Immerhin bis zu 15 Prozent der Gebärenden erleben nach der Geburt
eine so genannte nichtpsychotische postpartale Depression. "Das
ist ein schweres, sowohl Mutter als auch Kind beeinträchtigendes
Krankheitsbild", sagt Katschnig, der im kommenden Jänner in Wien
zu diesem Thema die Tagung "Mutterglück und Mutterleid" mitveranstalten
wird.
Gefahr für das Kind
Zusätzlich zu den herkömmlichen Symptomen einer Depression beziehen
sich die düsteren Gefühle vieler betroffener Frauen auch auf das
Neugeborene. "Die Frauen leiden unter der Angst, das Baby zu verletzen,
es nicht richtig versorgen zu können, oder sie haben mangelndes
Interesse am Kind, das sich bis zur Vernachlässigung steigern
kann", sagt Katschnig. "Die Angst, das Kind zu verletzen, kann
sich bis zu Zwangsgedanken steigern." Bleiben solche Depressionen
unbehandelt, können sie chronisch werden, Partnerschaft und Mutter-Kind-Beziehung
stören und damit, so Katschnig, "schwerwiegende kognitive und
emotionale
Entwicklungsstörungen beim Baby zur Folge haben". Häufig komme
es bei den Kindern zur Entwicklung einer frühkindlichen Depression.
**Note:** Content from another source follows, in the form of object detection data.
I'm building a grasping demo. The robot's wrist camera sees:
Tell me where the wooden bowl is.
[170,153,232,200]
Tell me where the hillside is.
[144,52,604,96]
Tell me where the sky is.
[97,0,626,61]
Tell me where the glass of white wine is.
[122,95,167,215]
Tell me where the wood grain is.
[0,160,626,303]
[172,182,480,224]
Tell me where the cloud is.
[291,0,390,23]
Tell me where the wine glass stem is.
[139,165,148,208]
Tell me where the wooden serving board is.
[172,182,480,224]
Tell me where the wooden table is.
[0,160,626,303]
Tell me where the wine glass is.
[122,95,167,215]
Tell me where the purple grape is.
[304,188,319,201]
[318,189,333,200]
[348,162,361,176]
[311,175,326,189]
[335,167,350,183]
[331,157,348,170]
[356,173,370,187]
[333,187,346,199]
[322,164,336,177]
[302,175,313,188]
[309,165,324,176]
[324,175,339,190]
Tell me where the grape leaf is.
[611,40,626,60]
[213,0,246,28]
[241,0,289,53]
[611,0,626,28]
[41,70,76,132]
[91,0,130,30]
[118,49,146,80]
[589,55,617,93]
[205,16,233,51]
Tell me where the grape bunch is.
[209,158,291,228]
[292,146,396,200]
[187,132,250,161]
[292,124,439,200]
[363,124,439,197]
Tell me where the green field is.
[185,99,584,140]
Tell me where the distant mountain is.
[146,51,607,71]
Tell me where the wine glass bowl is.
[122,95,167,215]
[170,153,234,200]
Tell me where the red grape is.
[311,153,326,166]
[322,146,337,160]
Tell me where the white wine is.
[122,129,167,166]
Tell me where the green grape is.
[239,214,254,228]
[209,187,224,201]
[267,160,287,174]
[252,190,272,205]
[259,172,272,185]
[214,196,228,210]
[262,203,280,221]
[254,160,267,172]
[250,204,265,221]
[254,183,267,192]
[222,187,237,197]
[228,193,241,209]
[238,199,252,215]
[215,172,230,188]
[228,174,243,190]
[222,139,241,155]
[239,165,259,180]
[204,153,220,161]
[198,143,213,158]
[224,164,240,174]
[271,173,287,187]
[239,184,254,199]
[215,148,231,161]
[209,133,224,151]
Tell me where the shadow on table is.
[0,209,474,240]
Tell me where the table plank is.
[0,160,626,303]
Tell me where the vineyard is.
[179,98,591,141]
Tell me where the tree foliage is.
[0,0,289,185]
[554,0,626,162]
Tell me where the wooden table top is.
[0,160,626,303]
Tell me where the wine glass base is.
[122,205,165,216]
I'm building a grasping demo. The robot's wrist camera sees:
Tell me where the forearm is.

Besonders wichtig ist das frühzeitige Erkennen einer postpartalen
Depression und eine rasche Intervention. Beides könnte durch strukturelle
Maßnahmen verbessert werden. "In Österreich fehlt es an Mutter-Kind-Einheiten
zur Versorgung für schwere Fälle", meint Küffer. "Es müsste, wie
in den angelsächsischen Ländern üblich, psychiatrisches Pflegepersonal
für die Mutter und Kinderschwestern für das Baby in Verbindung
mit gynäkologischer Betreuung zur Verfügung stehen." Der derzeitige
Versorgungsmangel in Österreich, meint Küffer, wirke sich ungünstig
auf die Therapiebereitschaft der betroffenen Frauen aus, denn
die meisten Mütter wollen nicht ins Krankenhaus, wenn sie ihr
Kind zu Hause lassen müssen.
Unbegründete Angst
Die medikamentösen Möglichkeiten bei Wochenbettdepressionen reichen
von pflanzlichen Antidepressiva wie etwa Johanniskraut bis hin
zu so genannten Serotonin-Wiederaufnahme-Hemmern. Doch viele Frauen
hätten noch Angst vor einer medikamentösen Therapie. Diese Sorge,
meint Küffer, sei unbegründet, denn mittlerweile gebe es Produkte,
die auf Frauen mit Wochenbettdepressionen zugeschnitten sind.
Außerdem wird diese Therapie nur als Kurzzeit-Intervention eingesetzt,
und es darf weiterhin gestillt werden.
Psychotherapeutisch bewähren sich Gruppentherapien. "Die Tatsache,
dass Mutter und Kind in der ersten Zeit in unserer Gesellschaft
ohnehin stark abgeschottet und allein sind, stellt eine Gefahr
an sich dar, und gerade Frauen mit dieser Erkrankung müssen raus
und Kontakte halten", empfiehlt Küffer. Für die depressive Mutter
sei es ganz besonders wichtig zu wissen, dass sie nicht die einzige
Frau ist, die von solchen Problemen betroffen ist.
Die Tagung "Mutterglück und Mutterleid" findet am Samstag, dem
13.1.2001 von 9-18 Uhr im Etablissement Ronacher statt.